We’re talking about the “us-versus-them” mentality at the heart of Saco’s proposed withdrawal from Regional School Unit 23, which includes the towns of Old Orchard Beach and Dayton.
Watch any public hearing on the subject of withdrawal and you will hear longtime leaders in our community vilifying Old Orchard Beach as the bad guys, soaking up our tax dollars to keep their small high school open. The sentiment that “we don’t want to be in bed with Old Orchard Beach” has been expressed by Saco’s town fathers in print, on camera and in heated exchanges for the past two years.
Last year, some Saco parents worried that their children would be forced to attend Loranger Middle School in Old Orchard Beach to alleviate perceived overcrowding at Saco Middle School. The goal: Reduce classroom sizes in one school by allowing families to choose another school.
An idea that made sense from an outsider’s perspective fanned a flame of resentment. Some believed that the state and people “from away” had tried to erase 250 years of tradition.
Being “from away,” we didn’t have the same visceral reaction as many of our native Saco friends. Why wouldn’t we want to send our children to a smaller school where the opportunity for more hands-on learning and individual attention would be available? It was worth exploring.
For a community with such a long history of education, our memory is short. Saco pursued Old Orchard Beach as a partner because RSU law requires a public K-12 education option for all students.
While Thornton Academy has been educating Saco’s students for more than 150 years, the school is private, accepting public tuition money but not beholden to the same transparency and reporting structures required of public schools.
The prevailing belief was that Old Orchard Beach would close its high school and TA would absorb those 300-plus students. The sentiment that “they should just close down that high school” is still the most common reaction we hear whenever the subject of withdrawal comes up in Saco.
Debating withdrawal is a valid and worthwhile effort. Unfortunately, there has been no debate.
City leaders appointed a withdrawal committee whose members all had Thornton Academy ties. The group excluded public input, held most of its meetings in executive session with no reported outcome or minutes and then signed a 10-year, $100 million contract with TA. The agreement was not reviewed by elected officials until it was too late to make any changes.
When the financial analysis finally came out – two weeks after absentee ballots were already in circulation – the reports made assumptions that took only the best case for withdrawal and the absolute worst case for remaining in RSU 23. The real truth is that from a financial standpoint, the cost of remaining or withdrawing is really a wash.
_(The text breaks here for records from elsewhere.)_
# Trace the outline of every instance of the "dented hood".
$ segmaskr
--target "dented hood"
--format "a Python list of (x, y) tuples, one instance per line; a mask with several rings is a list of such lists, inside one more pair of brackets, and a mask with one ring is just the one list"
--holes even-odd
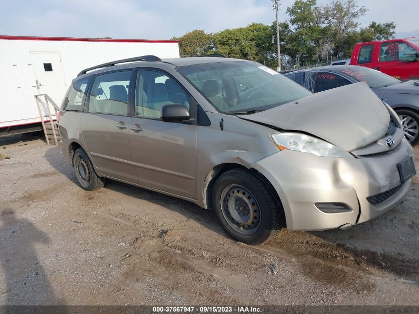
[(240, 117), (284, 130), (309, 133), (347, 151), (381, 138), (390, 123), (388, 111), (363, 82)]

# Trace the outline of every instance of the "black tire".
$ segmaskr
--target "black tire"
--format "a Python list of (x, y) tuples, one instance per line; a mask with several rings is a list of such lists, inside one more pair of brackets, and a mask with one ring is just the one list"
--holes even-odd
[(78, 183), (87, 191), (94, 191), (103, 188), (105, 178), (98, 176), (92, 162), (82, 148), (78, 148), (73, 156), (73, 165)]
[(284, 225), (282, 207), (265, 184), (247, 170), (234, 169), (221, 175), (212, 196), (213, 208), (221, 226), (239, 241), (261, 244)]
[[(402, 120), (403, 125), (402, 127), (405, 132), (405, 136), (410, 142), (412, 146), (415, 146), (419, 142), (419, 114), (413, 110), (409, 109), (400, 109), (396, 110), (396, 113)], [(402, 117), (409, 117), (411, 120), (408, 123), (405, 124), (404, 121), (406, 121)], [(416, 123), (416, 124), (415, 124)], [(410, 127), (409, 127), (410, 126)], [(416, 136), (415, 136), (416, 135)], [(412, 136), (415, 136), (412, 138)]]

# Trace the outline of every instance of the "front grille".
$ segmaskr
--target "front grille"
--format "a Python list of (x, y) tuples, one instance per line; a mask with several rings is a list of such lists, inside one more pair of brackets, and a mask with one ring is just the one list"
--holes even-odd
[(385, 192), (383, 192), (382, 193), (380, 193), (380, 194), (377, 194), (372, 196), (368, 196), (366, 198), (366, 200), (372, 205), (378, 205), (378, 204), (382, 203), (385, 200), (387, 200), (394, 195), (397, 191), (400, 189), (400, 188), (401, 188), (403, 185), (401, 184), (400, 186), (397, 186), (396, 188), (393, 188)]

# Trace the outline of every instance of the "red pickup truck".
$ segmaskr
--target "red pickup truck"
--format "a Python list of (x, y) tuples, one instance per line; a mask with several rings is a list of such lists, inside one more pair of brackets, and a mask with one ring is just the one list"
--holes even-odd
[(403, 80), (419, 78), (419, 39), (391, 39), (355, 46), (351, 64), (378, 70)]

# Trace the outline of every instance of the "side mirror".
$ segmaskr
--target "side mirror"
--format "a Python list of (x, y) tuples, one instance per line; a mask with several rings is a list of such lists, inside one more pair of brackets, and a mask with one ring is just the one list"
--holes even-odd
[(162, 120), (165, 122), (182, 122), (190, 119), (189, 110), (184, 105), (166, 105), (162, 108)]

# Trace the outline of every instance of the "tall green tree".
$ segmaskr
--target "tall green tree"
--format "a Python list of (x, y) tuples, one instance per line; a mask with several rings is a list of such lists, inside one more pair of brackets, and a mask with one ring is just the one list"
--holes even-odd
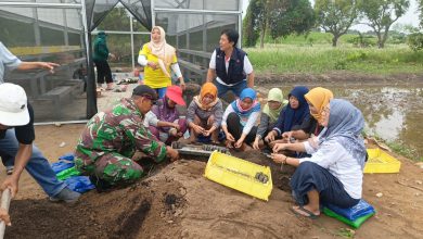
[(259, 8), (260, 0), (249, 1), (245, 17), (243, 20), (243, 46), (255, 47), (257, 43), (259, 27), (257, 26), (257, 18), (261, 9)]
[(284, 9), (274, 8), (269, 14), (271, 37), (307, 34), (316, 25), (315, 11), (309, 0), (286, 0)]
[(333, 47), (358, 18), (356, 0), (316, 0), (315, 12), (317, 23), (324, 32), (333, 35)]
[(377, 36), (379, 48), (385, 47), (390, 26), (410, 7), (409, 0), (360, 0), (360, 12)]
[(423, 28), (423, 0), (418, 0), (420, 27)]
[(308, 0), (252, 0), (244, 18), (244, 43), (260, 48), (265, 36), (273, 38), (304, 34), (315, 25), (315, 13)]

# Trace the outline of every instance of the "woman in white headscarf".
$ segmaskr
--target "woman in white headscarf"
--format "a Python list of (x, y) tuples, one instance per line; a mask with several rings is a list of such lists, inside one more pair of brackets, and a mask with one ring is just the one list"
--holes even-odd
[(171, 86), (170, 70), (184, 89), (185, 83), (178, 65), (176, 50), (166, 43), (166, 33), (161, 26), (152, 28), (151, 41), (142, 46), (138, 63), (144, 66), (144, 84), (155, 89), (159, 98), (163, 98), (167, 87)]
[(274, 162), (297, 167), (290, 185), (298, 205), (292, 210), (310, 218), (320, 214), (321, 204), (350, 207), (360, 201), (367, 154), (361, 137), (364, 118), (350, 102), (331, 100), (321, 112), (320, 123), (324, 128), (319, 136), (298, 147), (311, 158), (279, 153), (283, 144), (277, 144), (272, 154)]

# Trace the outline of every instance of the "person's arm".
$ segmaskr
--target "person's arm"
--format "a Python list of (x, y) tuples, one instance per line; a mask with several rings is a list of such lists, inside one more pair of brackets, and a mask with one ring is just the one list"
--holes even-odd
[(235, 141), (235, 139), (233, 138), (233, 136), (228, 131), (228, 125), (227, 125), (227, 120), (228, 120), (228, 115), (230, 113), (234, 112), (233, 109), (232, 109), (232, 105), (229, 104), (227, 110), (225, 110), (225, 113), (223, 113), (223, 116), (222, 116), (222, 120), (221, 120), (221, 128), (225, 133), (225, 135), (227, 136), (227, 139), (229, 141)]
[(271, 158), (275, 163), (289, 164), (294, 167), (297, 167), (300, 164), (299, 159), (286, 156), (285, 154), (282, 153), (272, 153)]
[(281, 128), (283, 128), (283, 122), (284, 122), (285, 110), (286, 110), (286, 108), (283, 108), (283, 109), (282, 109), (282, 112), (281, 112), (281, 114), (280, 114), (279, 117), (278, 117), (278, 122), (277, 122), (277, 124), (274, 125), (274, 127), (273, 127), (273, 129), (272, 129), (272, 131), (275, 133), (275, 136), (280, 136), (281, 133), (282, 133)]
[(247, 85), (249, 88), (254, 87), (254, 72), (253, 72), (253, 65), (249, 62), (249, 59), (247, 55), (244, 56), (244, 72), (247, 75)]
[[(215, 116), (215, 122), (213, 123), (213, 126), (215, 128), (219, 128), (222, 122), (223, 117), (223, 104), (221, 103), (221, 100), (219, 100), (215, 105), (215, 112), (213, 114)], [(213, 130), (210, 130), (213, 131)]]
[(174, 73), (178, 77), (179, 84), (181, 85), (182, 90), (184, 90), (185, 89), (185, 81), (183, 80), (182, 73), (181, 73), (181, 70), (179, 68), (178, 62), (171, 64), (170, 67), (171, 67), (171, 71), (174, 71)]
[(260, 116), (260, 112), (253, 112), (249, 117), (248, 117), (248, 121), (245, 123), (244, 125), (244, 128), (242, 129), (242, 134), (245, 134), (245, 136), (247, 136), (249, 134), (249, 131), (252, 130), (253, 126), (256, 124), (257, 122), (257, 118)]
[(51, 73), (54, 73), (54, 67), (60, 66), (56, 63), (52, 62), (22, 62), (18, 66), (17, 70), (20, 71), (28, 71), (28, 70), (35, 70), (35, 68), (42, 68), (42, 70), (48, 70)]
[(258, 138), (258, 139), (265, 138), (265, 134), (269, 127), (269, 120), (270, 120), (269, 115), (261, 113), (260, 124), (258, 125), (258, 128), (257, 128), (256, 138)]
[(137, 149), (152, 156), (155, 162), (158, 163), (166, 159), (166, 155), (168, 154), (166, 146), (162, 142), (157, 142), (156, 140), (154, 140), (154, 137), (145, 127), (140, 126), (134, 133), (133, 137)]
[(207, 71), (207, 83), (213, 83), (213, 79), (216, 78), (216, 70), (215, 68), (208, 68)]
[(138, 64), (145, 66), (148, 64), (146, 58), (144, 54), (138, 55)]
[(31, 154), (33, 154), (33, 143), (30, 144), (20, 143), (15, 156), (15, 165), (14, 165), (13, 174), (11, 176), (8, 176), (4, 179), (3, 184), (1, 185), (2, 191), (7, 188), (11, 189), (12, 198), (14, 198), (17, 193), (21, 174), (24, 171), (26, 164), (28, 163)]
[(213, 80), (216, 78), (216, 50), (213, 51), (210, 63), (208, 64), (208, 71), (207, 71), (207, 83), (213, 83)]
[(195, 110), (197, 109), (196, 103), (191, 101), (190, 105), (187, 109), (187, 124), (188, 126), (192, 126), (194, 124)]
[(273, 147), (273, 152), (278, 153), (281, 150), (291, 150), (295, 152), (306, 152), (306, 147), (303, 142), (294, 143), (275, 143)]
[(247, 86), (254, 88), (254, 72), (247, 75)]
[(176, 128), (176, 129), (179, 128), (179, 125), (177, 123), (163, 122), (163, 121), (158, 121), (157, 126), (158, 127), (170, 127), (170, 128)]

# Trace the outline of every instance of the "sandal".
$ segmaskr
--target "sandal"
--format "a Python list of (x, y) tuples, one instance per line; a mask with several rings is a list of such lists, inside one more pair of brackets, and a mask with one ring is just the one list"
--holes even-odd
[[(319, 215), (316, 215), (315, 213), (304, 209), (304, 206), (298, 206), (297, 210), (295, 210), (294, 207), (291, 207), (291, 211), (295, 214), (295, 215), (298, 215), (298, 216), (304, 216), (304, 217), (308, 217), (310, 219), (317, 219)], [(302, 211), (304, 213), (307, 213), (308, 215), (304, 215), (302, 213), (299, 213), (298, 211)]]

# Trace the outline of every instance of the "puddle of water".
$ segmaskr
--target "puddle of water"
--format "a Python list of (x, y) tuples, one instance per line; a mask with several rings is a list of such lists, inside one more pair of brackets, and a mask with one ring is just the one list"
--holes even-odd
[[(423, 156), (423, 86), (331, 87), (335, 98), (349, 100), (361, 110), (366, 131), (384, 140), (403, 143)], [(287, 96), (292, 88), (283, 88)]]

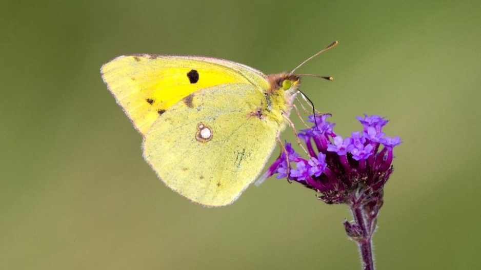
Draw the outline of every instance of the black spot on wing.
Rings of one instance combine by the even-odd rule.
[[[190,81],[191,84],[195,84],[199,80],[199,73],[193,69],[187,72],[187,78],[189,78],[189,81]]]
[[[194,108],[194,104],[192,103],[192,99],[194,97],[194,95],[191,94],[188,96],[184,97],[182,99],[182,101],[184,101],[184,103],[186,104],[189,108]]]

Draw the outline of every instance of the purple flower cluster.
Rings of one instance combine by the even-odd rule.
[[[393,171],[393,150],[400,138],[385,135],[382,129],[388,120],[384,117],[366,115],[357,117],[362,131],[343,138],[333,131],[335,124],[327,120],[330,116],[316,115],[315,119],[310,116],[308,121],[317,125],[298,134],[306,144],[308,158],[286,143],[286,151],[259,180],[276,174],[278,179],[287,178],[317,191],[319,199],[327,203],[362,204],[377,215],[383,189]]]

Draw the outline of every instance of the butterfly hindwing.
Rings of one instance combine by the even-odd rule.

So if it’s not about money, what is local control all about? State and federal subsidies always come with policy provisions. The textbook, curriculum development and educational testing industries all have significant influence on local schooling. We believe that calls for local control fail to acknowledge that no community has exclusive control over its schools.
After reporting on the Saco withdrawal effort for the past 18 months, we believe there are sound educational reasons for the regional school unit to stay together. If Saco is going to remain in the RSU, the cost-sharing formula needs to change. Yet this idea was never explored. City councilors and withdrawal supporters believe it better to dismantle a school district just beginning to show the fruits of consolidation, than to negotiate with their neighbors to solve problems.
The irony in all of this is that in its zeal to take back local control, elected leaders allowed city officials to obligate 30 percent of Saco’s education budget to Thornton Academy. We will have no say or oversight in how that budget is spent.
With the majority of Saco’s school budgets and programs mandated by federal and state regulations, real local control is micro-control that will have us slicing at the vulnerable components of the only part of the budget the school board and city can control: our K-8 education system. As parents of young children in this community, we see local control as daunting.